For many people, Walmart might seem more like a retail giant instead of an e-commerce company.
But don’t be fooled, Walmart has been working hard to compete with Amazon in the modern era of e-commerce.
They have even offered a new offer to combat Amazon Prime shipping, with one-day free shipping on orders over $35.
Walmart’s online inventory has grown massively through the last few years as a result. Therefore, there is a lot of value that can be unlocked from having access to their inventory data.
What if you could easily download data for a variety of products from Walmart’s site into a spreadsheet? Web scraping is the answer.
Walmart and Web Scraping
A web scraper will allow us to choose any product category from Walmart’s website and extract the information from these products into a more useful format.
Scraping Walmart Product Data
- First, make sure to download and install ParseHub for free. Once installed, boot it up and log in.
- Then, click on “New Project” and enter the URL for the results page you’d like to scrape. In this case, we will scrape Walmart’s results page for the term “tablet”.
Scraping Walmart Results Page
- Once you’ve submitted the URL, the page will render in the app, ready to select the first element on the list.
- To start, click on the name of the first item on the list. It will be highlighted in green to indicate that it has been selected.
- You will notice that the next couple of listings on the page will be highlighted in yellow, click on the second one on the list to select them all. They will all now be highlighted in green. On the left sidebar, rename your selection to product.
- ParseHub is now pulling the product’s name and listing URL. On the left sidebar, use the PLUS(+) next to the product selection and select the “Relative Select” command.
- Using the “Relative Select” command, click on the title of one of the listings and then on the price next to it.
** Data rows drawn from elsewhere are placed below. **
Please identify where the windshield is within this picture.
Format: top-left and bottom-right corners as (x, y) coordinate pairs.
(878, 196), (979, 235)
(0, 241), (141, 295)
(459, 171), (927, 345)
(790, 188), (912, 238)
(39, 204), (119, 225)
An arrow will appear to show the association. You might need to press Ctrl+1 while hovering over the listing’s price to select the full price amount. Rename your selection price.
- Repeat steps 4-5 to also scrape the product’s star rating. Rename your selection to rating.
- Since the rating is represented by images, we will have to edit out extraction accordingly. First, expand your rating selection.
- Now, click on the “Extract rating” command, and on the dropdown below, select “aria-label Attribute”. ParseHub will now extract the product’s rating and number of reviews.
- Lastly, delete the extract URL command below it.
Scraping Walmart Product Pages
You might want to pull even more information than what is present on the search results page. Such as the Walmart product # and other details.
In order to do this, we will make ParseHub click on every listing results to scrape more information about each listing.
- First, click on the PLUS(+) sign next to the product selection and choose the “Click” command.
- A pop-up will appear asking if your selection is a “next page” button. Click “No” and select “Create New Template”. Name it product_page and and click on “Create New Template”
- The first product page on the list will open in ParseHub, with a new Select command. Click on the product title to start scraping. Rename the selection to product.
- Since we are already pulling the product name from the search result page, we will extract the selection and remove the extract command.
- Now, use the Relative Select command (like in steps 4-5 in the previous section) to select the Walmart product number. Rename your selection to number.
- Repeat the previous step, to create a Relative Select command to extract the product image as well. You will have to use the CTRL+2 keys to select the element with the image URL in it. Rename your selection to image.
Pro-Tip: Want to not only extract the image URL but also download the images themselves? Check out our guide on how to scrape and download images from any website.
After you have selected any additional data you wanted to scrape from the product page, we can go back and setup ParseHub to scrape several search result pages, rather than just one.
- On the left sidebar, click on “main_template” to return to the template we originally worked on.
- Next, click on the PLUS(+) button next to the page selection and use the “Select” command.
- Using this new “Select” command, click on the next page link at the bottom of the search results page and rename your selection to next.
- Expand the next selection and remove its extract command.
- Using the PLUS(+) sign next to the next selection, add a Click command.
- A pop-up will appear asking if your selection is a “next page” button. Click “Yes” and enter the number of times you’d like ParseHub to repeat this process. In this case we will repeat 4 more times.
Running and Exporting your Project
Once you have fully setup your project, use the “Get Data” button on the left sidebar to run your scrape job. For larger and more complex projects, we recommend running a Test Run first to ensure that your data will be extracted correctly.
Once your scrape job is completed you will be able to download the data you’ve selected as a convenient spreadsheet.
You can now use the steps above to scrape data from any product category or search term on Walmart’s website.